Seagraves sold the ranch in 1936 to another Houston oilman, Daniel J. Moran, the president of Continental Oil Co (Conoco). Moran also bought the land Seagraves had lost and ended up with a ranch of about 6,800 acres. He named his estate "Mo-Ranch" and proceeded on a building campaign that created a self-sustaining village-including ice house and power station. An engineer by training, Moran designed impressive buildings, primarily from Hill Country limestone and oilfield pipe-materials easily accessible to him. The Main Auditorium, Guest Lodge, Chapel, Loma Linda Lodge, River Dorm, and Catwalk-and a host of smaller buildings supporting ranching activities-were built under his supervision and often with his direct involvement.

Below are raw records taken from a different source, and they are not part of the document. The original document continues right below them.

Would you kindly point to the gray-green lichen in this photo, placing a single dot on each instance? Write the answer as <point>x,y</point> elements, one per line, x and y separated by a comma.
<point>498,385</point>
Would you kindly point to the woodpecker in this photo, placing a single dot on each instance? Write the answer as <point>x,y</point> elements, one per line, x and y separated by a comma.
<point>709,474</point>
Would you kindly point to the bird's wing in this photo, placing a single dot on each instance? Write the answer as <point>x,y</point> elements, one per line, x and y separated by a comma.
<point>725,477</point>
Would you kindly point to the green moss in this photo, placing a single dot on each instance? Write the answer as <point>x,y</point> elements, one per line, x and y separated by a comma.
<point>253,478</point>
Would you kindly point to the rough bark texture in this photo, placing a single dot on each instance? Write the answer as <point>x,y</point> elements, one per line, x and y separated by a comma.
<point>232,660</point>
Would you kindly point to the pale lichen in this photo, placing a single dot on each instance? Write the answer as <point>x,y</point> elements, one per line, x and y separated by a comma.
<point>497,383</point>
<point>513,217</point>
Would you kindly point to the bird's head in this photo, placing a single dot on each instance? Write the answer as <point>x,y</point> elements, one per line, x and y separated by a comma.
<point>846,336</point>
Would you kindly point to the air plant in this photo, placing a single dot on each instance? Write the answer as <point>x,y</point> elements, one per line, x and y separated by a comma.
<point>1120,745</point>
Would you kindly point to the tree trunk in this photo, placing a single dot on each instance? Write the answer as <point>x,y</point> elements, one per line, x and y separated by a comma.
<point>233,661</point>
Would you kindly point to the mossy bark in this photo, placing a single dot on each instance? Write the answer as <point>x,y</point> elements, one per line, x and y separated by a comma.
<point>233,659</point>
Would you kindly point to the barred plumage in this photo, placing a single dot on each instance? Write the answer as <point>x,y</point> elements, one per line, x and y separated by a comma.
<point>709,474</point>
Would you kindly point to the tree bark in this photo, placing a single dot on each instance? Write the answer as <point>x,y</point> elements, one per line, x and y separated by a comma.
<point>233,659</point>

Distinctive, hand-painted San Jose tiles from San Antonio and intricate ironwork by German-born Erich Riesel add rich detail to Moran's structures. A large swimming pool lined with 2 million tiles was built beside the Manor House on the bluff overlooking the river. Entertainment and hospitality were a hallmarks of Moran's efforts. The Main Auditorium was designed for roller skating, basketball and showing movies. The Guest Lodge was built for the comfort of his family and Conoco supervisors who concluded lengthy tours of company facilities with stays at the ranch. And the river slide, still a favorite with guests seven decades after its installation, is purely for fun.
Moran died in 1948 at age 59 from a brain tumor, and his widow, Marie, sold the ranch to the Presbyterian Synod of Texas for $512,500, which needed a successor to its outgrown facility at Westminster Encampment in Kerrville. It was a leap of faith for the Presbyterians. Inspired by the Rev. R. Matthew Lynn, a pastor from Midland who would eventually be elected moderator of the denomination, and led by respected churchmen like the Rev. Charles L. King of Houston, Texas Presbyterians approved the purchase, then completed a highly successful fundraising effort to pay for the ranch. The following year, 6,500 acres were sold to the State of Texas and became the Kerr Wildlife Management Area. Over the years adjoining tracts were bought by Presbyterian Mo-Ranch, bringing the total acreage back up to around 500 acres.
Over the 65 years since the purchase, the managing board of Presbyterian Mo-Ranch Assembly added more structures to Moran's estate-a dining hall (now the Mabee Registration Building) and Pheasant Run motel facility were built in the 1950s. Three decades later, further growth in guest numbers made it necessary to add the Wynne/Flato Lodges and the King Dining Hall. All additions were designed to fit into the architectural themes set by the ranch's first owners.
Today, Presbyterian Mo-Ranch Assembly serves more than 34,000 men, women and children each year. As with the first people to come here, they continue to seek spiritual nourishment, fellowship and renewal in this special place on the headwaters of a crystal-clear river.